Damage to farmland and supply routes is also beginning to affect food production and access, raising concerns about long-term food security. Fields once used to grow wheat, olives, and citrus now lie fallow, their soil churned by artillery fire. Traders report that roads connecting southern Lebanon to northern markets are blocked by rubble, forcing prices to rise and imports to dwindle. Families who once relied on local agriculture for sustenance now face hunger, with aid organizations scrambling to distribute emergency rations. The situation is especially dire for farmers who lost their livelihoods, leaving them with no income to buy food for their families.
Recent statements by Israeli officials also indicate intentions to establish a prolonged security presence or full-scale occupation in southern Lebanon, leaving many families wondering if they will ever return home.
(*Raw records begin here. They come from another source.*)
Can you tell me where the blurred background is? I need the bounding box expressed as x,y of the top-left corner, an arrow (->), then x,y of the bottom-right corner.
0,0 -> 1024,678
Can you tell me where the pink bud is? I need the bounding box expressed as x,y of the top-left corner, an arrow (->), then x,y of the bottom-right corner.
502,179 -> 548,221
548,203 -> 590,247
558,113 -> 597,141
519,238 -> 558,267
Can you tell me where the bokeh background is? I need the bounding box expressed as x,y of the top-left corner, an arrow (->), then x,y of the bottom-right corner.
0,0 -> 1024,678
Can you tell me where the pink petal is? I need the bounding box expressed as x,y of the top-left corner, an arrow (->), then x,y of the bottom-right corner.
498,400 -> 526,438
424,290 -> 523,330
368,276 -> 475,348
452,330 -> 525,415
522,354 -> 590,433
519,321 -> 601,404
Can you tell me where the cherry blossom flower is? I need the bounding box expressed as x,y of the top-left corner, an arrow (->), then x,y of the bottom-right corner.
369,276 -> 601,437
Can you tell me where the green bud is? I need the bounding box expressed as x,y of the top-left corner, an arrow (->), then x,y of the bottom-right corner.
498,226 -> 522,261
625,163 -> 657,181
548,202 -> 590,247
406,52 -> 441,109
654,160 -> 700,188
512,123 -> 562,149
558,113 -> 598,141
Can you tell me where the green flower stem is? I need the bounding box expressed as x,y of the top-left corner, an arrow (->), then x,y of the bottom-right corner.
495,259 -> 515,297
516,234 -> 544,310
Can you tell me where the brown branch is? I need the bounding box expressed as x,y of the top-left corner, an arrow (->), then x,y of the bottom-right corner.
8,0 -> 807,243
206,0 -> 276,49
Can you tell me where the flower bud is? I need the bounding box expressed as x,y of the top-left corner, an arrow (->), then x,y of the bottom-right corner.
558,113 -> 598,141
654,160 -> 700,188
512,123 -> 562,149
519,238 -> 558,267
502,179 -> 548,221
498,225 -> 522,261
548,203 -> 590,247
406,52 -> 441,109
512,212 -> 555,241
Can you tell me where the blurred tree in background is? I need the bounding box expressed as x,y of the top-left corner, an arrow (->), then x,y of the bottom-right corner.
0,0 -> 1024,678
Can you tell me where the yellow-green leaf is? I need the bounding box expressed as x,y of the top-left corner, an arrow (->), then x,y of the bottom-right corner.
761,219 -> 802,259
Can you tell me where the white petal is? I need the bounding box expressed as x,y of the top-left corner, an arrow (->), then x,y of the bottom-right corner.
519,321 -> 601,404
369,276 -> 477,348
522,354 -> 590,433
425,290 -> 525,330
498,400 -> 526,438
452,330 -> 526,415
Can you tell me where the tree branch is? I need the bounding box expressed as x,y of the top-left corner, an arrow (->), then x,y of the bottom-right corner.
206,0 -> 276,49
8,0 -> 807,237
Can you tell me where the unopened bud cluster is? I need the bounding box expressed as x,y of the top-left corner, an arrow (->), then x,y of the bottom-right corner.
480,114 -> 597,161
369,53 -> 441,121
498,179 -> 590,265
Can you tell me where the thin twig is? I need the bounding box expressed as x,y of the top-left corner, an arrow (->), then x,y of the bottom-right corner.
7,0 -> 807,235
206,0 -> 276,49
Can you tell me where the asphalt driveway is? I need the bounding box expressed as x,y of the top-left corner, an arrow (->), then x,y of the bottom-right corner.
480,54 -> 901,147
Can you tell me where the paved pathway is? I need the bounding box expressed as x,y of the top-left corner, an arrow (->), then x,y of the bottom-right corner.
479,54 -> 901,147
Military movements and the construction of new bases signal a shift from temporary control to a more entrenched occupation, a scenario that has already played out in other regions. For displaced residents, the prospect of returning to homes now marked as "enemy territory" is a haunting uncertainty. "We are living in limbo," said one refugee in a camp near Beirut. "Every day, we hope for peace, but every night, we fear what comes next."
This worries Mohammed al-Mustafa, a sweets seller from Tyre who is also sheltering in Qabr Chamoun. "It's not the material things I worry about leaving behind," he said, his voice shaking. "It's the memories. We lived in that house for 40 years. Old photographs, our lives." The home he describes is now a ruin, its walls pockmarked by shrapnel and its roof collapsed. For Mohammed, the loss is not just of property but of identity, of generations of stories etched into the floorboards and walls. "We hope we can go back and find them," he said, his eyes fixed on the horizon. "But what if we find nothing?